Even the most successful artists today are prone to working out of their homes. It's convenient, more comfortable, usually more economical, and there are certain tax advantages. It's also traditional. Artist have been living "over the store," so to speak, for hundreds of years. The only difference between then and now is that the studio, or workshop, as it tended to be called, occupied a significantly larger proportion of the dwelling, perhaps more accurately we could say the "home" was in the workshop. A typical, well-established Renaissance artist, for instance, might live in a three story stone building, perhaps fifty to seventy feet square, built around a paved, open courtyard wherein was located a well, a small garden, and wooden steps leading to the upper levels. From this courtyard, arched openings led to the stables, the workshop, an office, and a passageway to the street. The buildings usually sat directly on the street which, though paved, typically had an open sewer running down its center. Often a family member would perch beneath an awning and sell small, inexpensive, art objects created in the workshop to passers by.

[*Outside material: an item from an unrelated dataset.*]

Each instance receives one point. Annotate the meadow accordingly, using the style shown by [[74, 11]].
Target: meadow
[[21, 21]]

Food for the apprentices, the master, and even his family would be served in the workshop on trestle tables that could be removed between meals to make room for other activities. The artist and his family lived on the second floor in quarters that were often quite sumptuous while apprentices slept in much less commodious "cells" toward the rear of the structure, usually over the stables and hardly any more comfortable. The kitchen would often be on the third floor. Large chimneys were not a common feature in Italian homes at the time so placing the kitchen on the upper level allowed the heat and smoke involved in cooking to escape more easily. Only the most palatial homes (palazzos) had much in the way of heated rooms and glass for windows, while not unknown at the time, was quite expensive so most windows were either open or covered by canvas screens; this in a country largely equivalent to the United States insofar as temperatures were concerned.

The workshop of an Italian Renaissance artist was quite different from what we might think of as an artist's studio today. Large wooden doors would be opened during the day to admit light and fresh air, not to mention all the neighborhood bambinos, bugs, birds, cats, dogs, and miscellaneous vermin that might happen by. And the designation "workshop" was literally quite accurate. Even a painter's workshop would find the master and his associates involved with wood, plaster, and various metals, as well as grinding pigments, preparing canvases or panels, and perhaps producing engraved prints of the artists work. All of this of course, was in addition to continuous instruction in drawing and painting plus the dozens of other associated skills a would-be artist had to know to be successful in the sixteenth century.